Ernest McCulloch was a man of incredible personality and charm. He was extremely well read and enjoyed discussing a wide variety of poetry, classical literature and theatre with his colleagues. He is known for his long-lasting impact on the Canadian medical research community. A list of the notable scientists mentored by Till and McCulloch is a who’s who of Canadian medical scientists, including (but not limited to): former president of the Canadian Institute for Health Research, Alan Bernstein; the discoverer of the T-cell receptor, Tak Mak, and a world leader in the field of hematopoietic stem cell biology, Connie Eaves.

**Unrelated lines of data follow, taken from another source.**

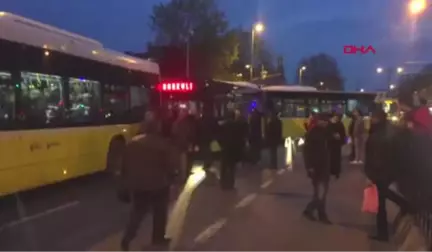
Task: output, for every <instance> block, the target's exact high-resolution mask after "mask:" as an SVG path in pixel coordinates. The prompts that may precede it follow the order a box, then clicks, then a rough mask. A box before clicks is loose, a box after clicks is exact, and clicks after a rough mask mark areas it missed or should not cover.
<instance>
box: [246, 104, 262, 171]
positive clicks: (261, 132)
mask: <svg viewBox="0 0 432 252" xmlns="http://www.w3.org/2000/svg"><path fill="white" fill-rule="evenodd" d="M261 150H262V116H261V112H259V111H258V110H257V109H254V110H253V111H252V114H251V116H250V120H249V151H248V160H249V161H251V163H252V164H253V165H256V164H258V162H259V161H260V160H261Z"/></svg>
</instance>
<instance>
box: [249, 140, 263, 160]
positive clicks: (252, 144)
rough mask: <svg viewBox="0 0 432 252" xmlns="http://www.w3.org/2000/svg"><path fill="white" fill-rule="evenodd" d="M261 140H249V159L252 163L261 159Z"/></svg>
mask: <svg viewBox="0 0 432 252" xmlns="http://www.w3.org/2000/svg"><path fill="white" fill-rule="evenodd" d="M261 150H262V147H261V140H255V141H254V140H250V147H249V152H248V156H249V158H248V159H249V160H250V162H251V163H252V164H257V163H258V162H259V161H260V160H261Z"/></svg>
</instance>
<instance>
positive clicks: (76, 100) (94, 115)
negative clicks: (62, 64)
mask: <svg viewBox="0 0 432 252" xmlns="http://www.w3.org/2000/svg"><path fill="white" fill-rule="evenodd" d="M100 90H101V85H100V83H99V82H98V81H92V80H85V79H76V78H70V79H69V99H70V103H71V108H70V109H71V116H70V118H71V120H72V122H78V123H82V122H92V121H93V120H95V119H96V118H97V117H98V114H99V111H100V109H101V97H100Z"/></svg>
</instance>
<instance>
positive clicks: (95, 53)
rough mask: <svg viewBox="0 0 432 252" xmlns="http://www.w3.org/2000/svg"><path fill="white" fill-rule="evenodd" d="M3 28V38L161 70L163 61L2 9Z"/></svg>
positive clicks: (133, 64)
mask: <svg viewBox="0 0 432 252" xmlns="http://www.w3.org/2000/svg"><path fill="white" fill-rule="evenodd" d="M0 30H1V32H0V39H4V40H9V41H13V42H18V43H22V44H26V45H30V46H35V47H39V48H43V49H46V50H52V51H58V52H62V53H65V54H70V55H74V56H77V57H81V58H86V59H89V60H94V61H99V62H102V63H107V64H111V65H115V66H119V67H122V68H126V69H131V70H136V71H141V72H147V73H154V74H159V65H158V64H157V63H155V62H152V61H150V60H143V59H139V58H135V57H132V56H129V55H126V54H123V53H120V52H116V51H113V50H109V49H106V48H104V46H103V45H102V44H101V43H100V42H98V41H96V40H93V39H90V38H86V37H84V36H81V35H78V34H75V33H71V32H68V31H65V30H62V29H59V28H56V27H53V26H50V25H46V24H43V23H41V22H37V21H34V20H31V19H27V18H24V17H21V16H18V15H14V14H11V13H7V12H0Z"/></svg>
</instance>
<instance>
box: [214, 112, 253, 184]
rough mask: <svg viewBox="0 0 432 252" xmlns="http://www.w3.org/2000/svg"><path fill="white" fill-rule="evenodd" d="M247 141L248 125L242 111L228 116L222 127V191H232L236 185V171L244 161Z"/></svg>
mask: <svg viewBox="0 0 432 252" xmlns="http://www.w3.org/2000/svg"><path fill="white" fill-rule="evenodd" d="M246 141H247V123H246V122H245V121H244V120H243V119H242V117H241V114H240V111H235V112H234V115H233V114H230V115H228V118H227V120H226V121H225V122H224V124H223V125H222V127H221V136H220V144H221V148H222V151H221V152H222V153H221V154H222V164H221V178H220V184H221V187H222V189H225V190H231V189H234V185H235V169H236V165H237V163H239V162H240V161H242V159H243V157H244V151H245V148H246Z"/></svg>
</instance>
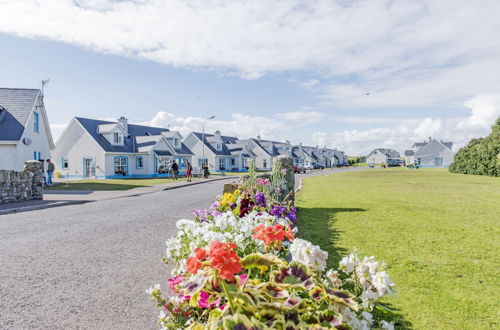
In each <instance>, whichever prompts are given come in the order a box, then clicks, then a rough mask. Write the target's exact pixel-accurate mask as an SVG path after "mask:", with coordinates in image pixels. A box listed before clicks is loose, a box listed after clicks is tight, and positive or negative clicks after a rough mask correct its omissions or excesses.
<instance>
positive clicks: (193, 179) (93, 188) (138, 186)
mask: <svg viewBox="0 0 500 330" xmlns="http://www.w3.org/2000/svg"><path fill="white" fill-rule="evenodd" d="M194 180H197V179H195V178H193V181H194ZM178 181H186V178H179V179H178V180H176V181H175V182H178ZM170 182H174V180H172V179H167V178H156V179H108V180H93V179H92V180H77V181H76V180H75V181H72V180H70V181H68V186H67V187H66V183H65V182H60V183H55V184H54V185H53V186H51V187H47V186H46V187H44V189H45V190H92V191H102V190H130V189H133V188H139V187H148V186H155V185H159V184H165V183H170Z"/></svg>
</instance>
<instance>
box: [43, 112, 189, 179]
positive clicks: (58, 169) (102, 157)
mask: <svg viewBox="0 0 500 330" xmlns="http://www.w3.org/2000/svg"><path fill="white" fill-rule="evenodd" d="M191 157H192V152H191V150H189V148H187V147H186V145H185V144H184V143H182V136H181V135H180V133H179V132H171V131H169V130H168V129H165V128H159V127H150V126H142V125H133V124H128V120H127V119H126V118H124V117H121V118H119V119H118V120H117V121H116V122H110V121H103V120H96V119H88V118H79V117H75V118H73V119H72V120H71V122H70V123H69V124H68V126H67V127H66V129H65V130H64V132H63V133H62V134H61V136H60V137H59V139H58V141H57V143H56V147H55V149H54V150H53V152H52V158H53V161H54V164H55V165H56V171H59V172H61V174H62V175H63V176H68V177H71V178H106V179H117V178H118V179H119V178H148V177H162V176H168V175H169V173H168V169H169V168H170V166H171V164H172V163H173V161H175V162H176V163H177V164H178V165H179V172H180V173H183V172H184V171H185V169H186V164H187V161H190V160H191Z"/></svg>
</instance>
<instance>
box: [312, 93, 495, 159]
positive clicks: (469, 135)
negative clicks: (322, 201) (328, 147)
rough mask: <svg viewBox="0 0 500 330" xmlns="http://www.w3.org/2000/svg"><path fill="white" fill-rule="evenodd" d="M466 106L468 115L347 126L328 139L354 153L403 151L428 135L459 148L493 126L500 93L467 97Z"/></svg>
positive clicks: (357, 154) (465, 102)
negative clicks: (394, 149)
mask: <svg viewBox="0 0 500 330" xmlns="http://www.w3.org/2000/svg"><path fill="white" fill-rule="evenodd" d="M464 106H466V107H468V108H470V110H471V114H470V116H468V117H463V118H460V117H457V118H447V119H445V118H432V117H428V118H424V119H421V120H419V121H417V120H415V119H412V120H411V121H406V120H402V121H401V122H400V123H399V124H397V125H395V126H393V127H380V128H372V129H368V130H364V131H363V130H345V131H343V132H338V133H332V134H328V136H327V137H325V139H326V141H327V144H328V145H329V146H335V147H338V148H340V149H343V150H345V151H347V152H348V153H350V154H353V155H364V154H367V153H368V152H370V151H371V150H372V149H374V148H376V147H387V148H395V149H397V150H398V151H400V152H403V151H404V150H405V149H408V148H409V147H410V146H411V145H412V144H413V143H414V142H416V141H423V140H425V139H427V138H428V137H432V138H436V139H441V140H445V141H452V142H453V143H454V149H455V150H456V149H458V148H459V147H462V146H464V145H465V144H467V143H468V142H469V140H470V139H472V138H475V137H481V136H485V135H487V134H489V133H490V132H491V126H492V125H493V124H494V122H495V120H496V118H498V117H500V94H497V95H481V96H478V97H475V98H472V99H470V100H468V101H467V102H465V103H464ZM323 137H324V136H322V138H323Z"/></svg>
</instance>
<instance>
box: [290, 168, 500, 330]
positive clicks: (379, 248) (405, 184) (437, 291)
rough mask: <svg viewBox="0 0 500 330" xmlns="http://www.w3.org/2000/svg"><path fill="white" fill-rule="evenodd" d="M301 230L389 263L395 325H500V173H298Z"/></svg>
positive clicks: (333, 254) (489, 327)
mask: <svg viewBox="0 0 500 330" xmlns="http://www.w3.org/2000/svg"><path fill="white" fill-rule="evenodd" d="M303 182H304V187H303V189H302V190H301V192H300V193H299V194H298V196H297V206H298V208H299V212H300V213H299V214H300V216H299V228H300V230H299V233H300V235H301V237H303V238H305V239H308V240H311V241H312V242H314V243H315V244H318V245H320V246H321V247H322V248H323V249H324V250H326V251H328V252H329V254H330V259H329V262H330V266H333V265H336V264H337V263H338V261H339V259H340V257H341V256H342V255H345V254H347V253H348V252H349V251H351V250H353V249H356V250H357V251H358V252H359V253H360V255H367V256H371V255H374V256H376V258H377V259H379V260H383V261H385V262H386V263H387V264H388V265H389V266H390V269H389V274H390V275H391V277H392V279H393V281H394V282H395V283H396V285H397V291H398V292H397V295H396V296H394V297H390V298H388V299H386V300H385V301H386V302H387V303H389V304H390V305H391V306H392V307H393V308H395V309H396V313H395V314H394V315H393V316H392V318H393V319H394V320H395V321H397V325H398V327H400V328H415V329H486V328H498V321H497V320H498V318H499V314H500V309H499V304H498V301H500V293H499V289H498V279H499V278H500V259H499V252H500V240H499V237H500V235H499V226H498V223H499V220H500V202H499V201H500V179H499V178H492V177H482V176H468V175H462V174H450V173H448V172H447V171H446V170H439V169H422V170H419V171H410V170H407V169H397V168H394V169H373V170H367V171H358V172H346V173H337V174H334V175H329V176H318V177H310V178H307V179H304V181H303Z"/></svg>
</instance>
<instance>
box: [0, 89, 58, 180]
mask: <svg viewBox="0 0 500 330" xmlns="http://www.w3.org/2000/svg"><path fill="white" fill-rule="evenodd" d="M53 148H54V142H53V140H52V134H51V132H50V126H49V120H48V118H47V112H46V111H45V105H44V103H43V95H42V93H41V91H40V90H39V89H24V88H0V170H15V171H21V170H22V169H23V167H24V162H25V161H27V160H33V159H35V160H40V159H48V158H50V151H51V149H53Z"/></svg>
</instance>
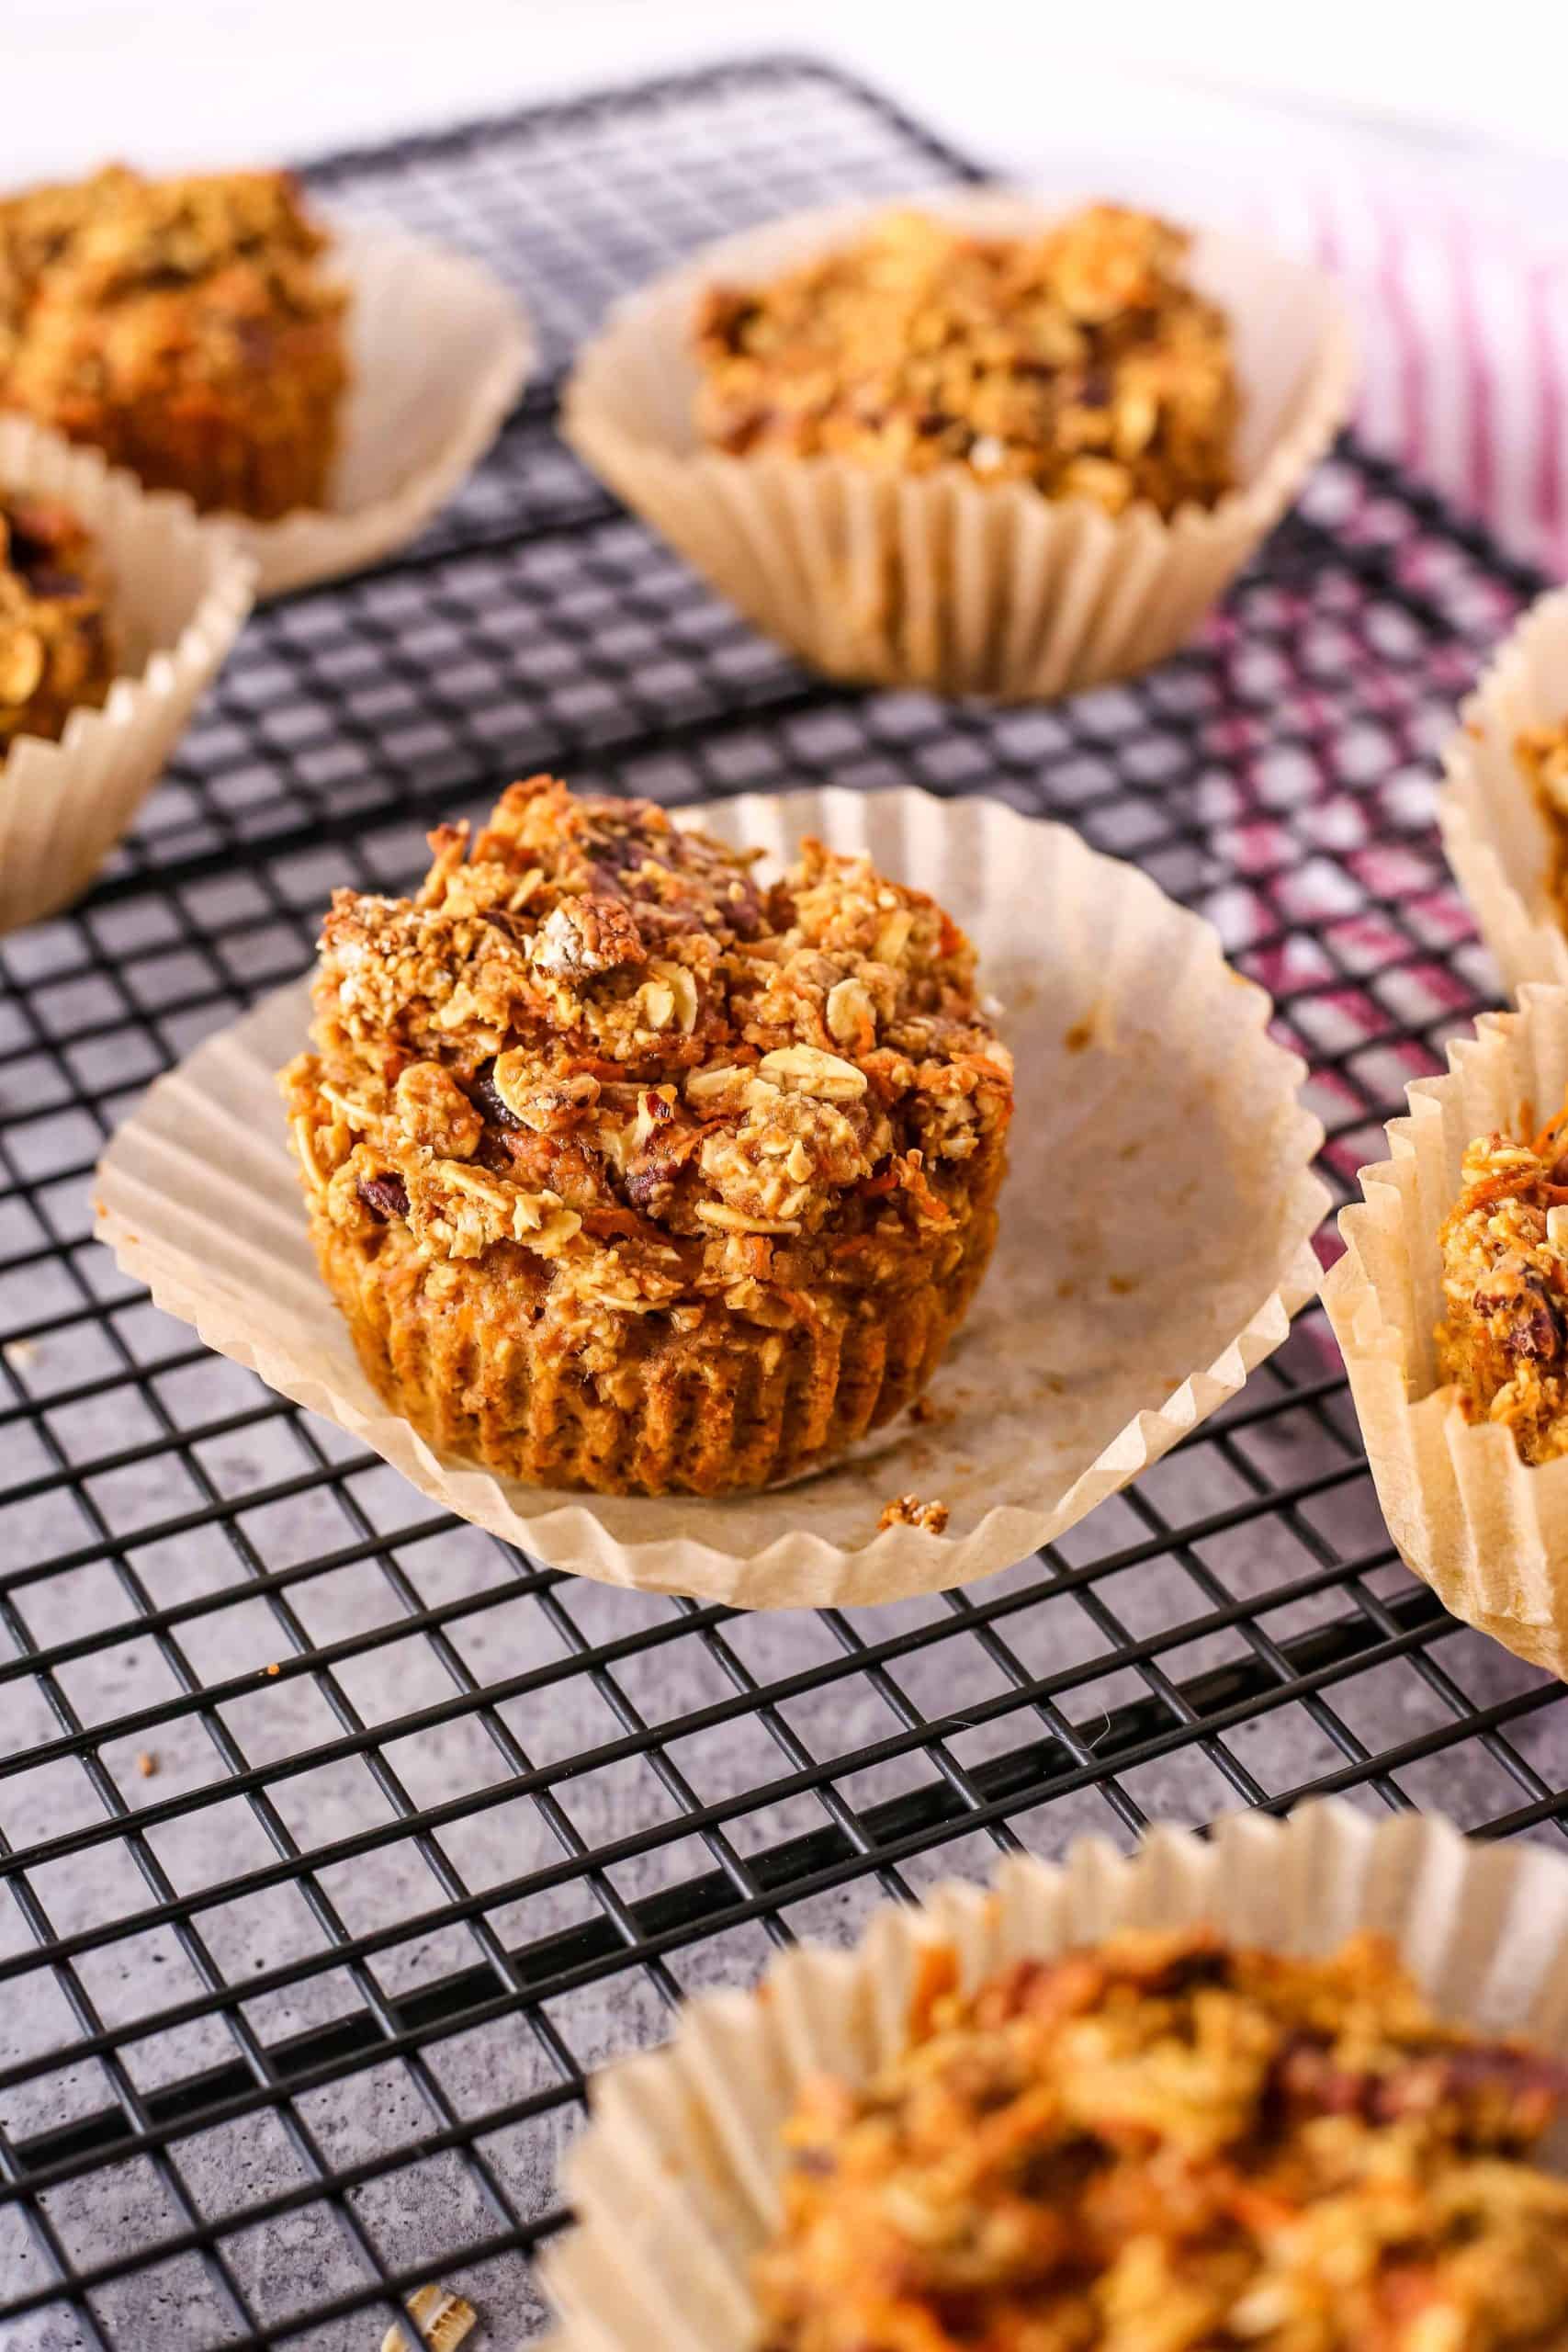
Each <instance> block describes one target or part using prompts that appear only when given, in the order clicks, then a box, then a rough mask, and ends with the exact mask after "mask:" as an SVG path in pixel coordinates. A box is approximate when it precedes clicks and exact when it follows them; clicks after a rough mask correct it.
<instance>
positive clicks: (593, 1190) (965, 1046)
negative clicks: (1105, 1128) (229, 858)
mask: <svg viewBox="0 0 1568 2352" xmlns="http://www.w3.org/2000/svg"><path fill="white" fill-rule="evenodd" d="M430 844H433V851H435V863H433V866H430V873H428V877H425V884H423V889H421V891H418V896H414V898H378V896H355V894H353V891H339V894H336V898H334V903H331V913H329V917H327V927H324V931H322V960H320V971H317V983H315V1025H313V1040H315V1047H317V1054H315V1056H306V1058H303V1061H299V1063H294V1065H292V1070H289V1073H284V1082H287V1087H289V1098H292V1108H294V1141H296V1148H299V1152H301V1157H303V1162H306V1169H308V1174H313V1176H317V1178H320V1185H322V1188H324V1202H327V1214H329V1216H334V1218H339V1221H348V1223H353V1221H364V1218H376V1221H381V1223H388V1221H400V1223H404V1225H407V1228H409V1232H411V1235H414V1240H416V1244H418V1249H421V1254H423V1256H425V1258H433V1261H458V1258H477V1256H482V1254H484V1251H489V1249H491V1244H520V1247H522V1251H527V1254H529V1256H531V1258H536V1261H538V1258H543V1261H550V1263H548V1272H550V1310H552V1312H555V1315H557V1317H559V1319H569V1322H576V1324H578V1327H583V1329H590V1327H592V1329H602V1327H604V1317H607V1315H614V1312H621V1315H646V1312H649V1310H665V1308H668V1310H672V1312H677V1315H679V1312H682V1310H686V1308H693V1310H696V1312H698V1315H701V1310H703V1303H712V1301H719V1303H722V1305H724V1308H729V1310H731V1312H738V1315H745V1317H750V1319H757V1322H764V1324H788V1322H792V1319H797V1317H802V1315H811V1312H813V1305H811V1294H820V1291H823V1289H825V1287H827V1289H842V1291H849V1289H863V1287H872V1284H877V1282H900V1279H905V1282H912V1279H919V1277H922V1270H924V1265H926V1263H929V1242H931V1237H933V1235H950V1232H952V1228H954V1221H957V1218H961V1216H964V1214H966V1197H969V1183H966V1162H971V1160H973V1155H976V1152H983V1150H992V1152H999V1150H1001V1138H1004V1134H1006V1122H1009V1115H1011V1061H1009V1054H1006V1049H1004V1047H1001V1044H999V1042H997V1037H994V1033H992V1028H990V1023H987V1021H985V1016H983V1014H980V1009H978V1004H976V983H973V950H971V946H969V941H966V938H964V934H961V931H959V929H957V927H954V924H952V922H950V920H947V915H943V910H940V908H938V906H936V903H933V901H931V898H926V896H924V894H922V891H914V889H903V887H898V884H893V882H886V880H884V877H882V875H877V873H875V870H872V866H870V863H867V861H865V858H844V856H835V854H832V851H830V849H825V847H823V844H820V842H804V844H802V854H799V863H797V866H795V868H792V870H790V873H788V875H785V877H783V880H780V882H776V884H773V887H771V889H764V887H762V884H759V882H757V877H755V873H752V868H755V858H757V854H745V851H733V849H726V847H724V844H722V842H715V840H710V837H708V835H703V833H693V830H684V828H677V826H675V823H672V821H670V816H668V814H665V811H663V809H658V807H654V804H651V802H644V800H609V797H592V795H581V797H578V795H571V793H569V790H567V786H564V783H557V781H552V779H550V776H534V779H529V781H527V783H515V786H512V788H510V790H508V793H505V795H503V797H501V802H498V807H496V811H494V814H491V818H489V823H487V826H484V828H482V833H480V835H477V837H475V840H473V842H470V837H468V828H465V826H444V828H440V830H437V833H433V835H430ZM505 1263H512V1258H508V1261H505Z"/></svg>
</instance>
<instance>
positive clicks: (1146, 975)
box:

McCulloch and Till’s work resulted in almost every top honor in science, except for the Noble Prize. Widely expected to be a joint winner of this top prize in science with Jim Till, sadly McCulloch passed away in 2011 preventing him from receiving this distinction. Till and McCulloch’s legacy in Canadian biomedical research cannot be understated, with their foundational work in establishing the presence of stem cells within bone marrow and prolific scientific mentorship. With two recent Nobel prizes, 2007 and 2012, going to stem cell researchers who worked on embryonic stem cells and induced pluripotent stem cells, respectively, it is still expected by many scientists that Till’s seminal experiments on adult stem cells will garner him the Nobel prize in the future.